Aurora City Council holds consideration of new tattoo license

Aurora City Council holds consideration of new tattoo license

An Aurora City Council committee this week held consideration of an ordinance amendment that also puts on hold a new tattoo establishment.

Aldermen on the Public Health, Safety and Transportation Committee on Tuesday decided they did not have enough information to amend the city code on Tattoo and Body Art Establishments to add space for another tattoo license.

Currently, the ordinance allows a maximum of four licenses, and the proposal before the committee was to expand that to a maximum of five licenses.

Expanding the number of licenses would allow another tattoo establishment to open. Randy Rodriguez already has paid for and done his due diligence to get a license for his Paradise Tattoo at 559 High St., officials said.

But officials cannot issue the license until the City Council expands the number of allowed licenses to five from four, said Lisa Zepeda, manager of revenue collection for the city.

“We currently have four, we need to make it five,” she told committee members. “I cannot approve (the license) yet because it needs a fifth license.”

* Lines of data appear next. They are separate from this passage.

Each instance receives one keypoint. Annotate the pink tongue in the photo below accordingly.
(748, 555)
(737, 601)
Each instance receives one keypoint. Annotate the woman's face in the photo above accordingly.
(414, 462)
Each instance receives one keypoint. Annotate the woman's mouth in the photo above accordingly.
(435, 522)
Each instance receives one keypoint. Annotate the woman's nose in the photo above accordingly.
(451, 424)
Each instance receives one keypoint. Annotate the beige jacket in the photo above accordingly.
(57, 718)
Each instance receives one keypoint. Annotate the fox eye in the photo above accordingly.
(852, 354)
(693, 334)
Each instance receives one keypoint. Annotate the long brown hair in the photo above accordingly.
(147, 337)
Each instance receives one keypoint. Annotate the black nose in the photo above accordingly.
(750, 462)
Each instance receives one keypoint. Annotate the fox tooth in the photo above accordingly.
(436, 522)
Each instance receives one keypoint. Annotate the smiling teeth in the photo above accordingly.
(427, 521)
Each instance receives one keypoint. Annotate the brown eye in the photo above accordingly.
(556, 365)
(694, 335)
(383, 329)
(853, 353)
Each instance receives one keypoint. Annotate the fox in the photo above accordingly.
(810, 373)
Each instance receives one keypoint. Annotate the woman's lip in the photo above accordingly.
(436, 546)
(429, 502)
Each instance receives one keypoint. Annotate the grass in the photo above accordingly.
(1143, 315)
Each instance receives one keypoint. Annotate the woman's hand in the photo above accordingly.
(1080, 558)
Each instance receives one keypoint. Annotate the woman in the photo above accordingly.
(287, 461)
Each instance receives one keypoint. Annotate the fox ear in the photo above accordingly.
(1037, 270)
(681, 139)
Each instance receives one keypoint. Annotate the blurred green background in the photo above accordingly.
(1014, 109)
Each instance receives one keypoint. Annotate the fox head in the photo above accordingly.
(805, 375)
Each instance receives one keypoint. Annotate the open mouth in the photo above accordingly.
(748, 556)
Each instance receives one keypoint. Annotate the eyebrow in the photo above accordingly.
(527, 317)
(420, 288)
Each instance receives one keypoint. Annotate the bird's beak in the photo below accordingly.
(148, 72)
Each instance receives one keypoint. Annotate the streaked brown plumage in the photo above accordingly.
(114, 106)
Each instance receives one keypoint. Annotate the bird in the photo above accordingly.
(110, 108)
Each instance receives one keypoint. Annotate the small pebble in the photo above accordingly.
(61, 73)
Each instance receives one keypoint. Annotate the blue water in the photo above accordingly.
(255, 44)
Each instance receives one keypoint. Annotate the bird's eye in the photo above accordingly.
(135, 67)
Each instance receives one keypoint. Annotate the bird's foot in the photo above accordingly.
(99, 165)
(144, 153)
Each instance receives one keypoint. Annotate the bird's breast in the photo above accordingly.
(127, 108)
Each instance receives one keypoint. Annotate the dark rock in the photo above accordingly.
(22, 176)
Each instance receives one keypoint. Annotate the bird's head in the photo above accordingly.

The city in 2022 expanded the number of tattoo licenses allowed from two to four, doing so because at the time there were already four tattoo establishments in the city. Two of them had been grandfathered in under a 2012 ordinance that set the maximum number of licenses to two, even though there were four establishments.

Two of them were grandfathered, but when the city updated its tattoo and body art code in 2022, they changed it to a maximum of four licenses.

Jennifer Stallings, city clerk, said Rodriguez’s application meets the criteria to establish the tattoo facility.

Part of the ordinance changes in 2022 required that tattoo establishments be at least a half-mile apart from each other. Aldermen said they were unsure if the proposal for the High Street place would meet that.

In moving to hold consideration of increasing the number of allowed tattoo licenses at the committee level, Ald. Juan Garza, 2nd Ward, said City Council members “need more information.”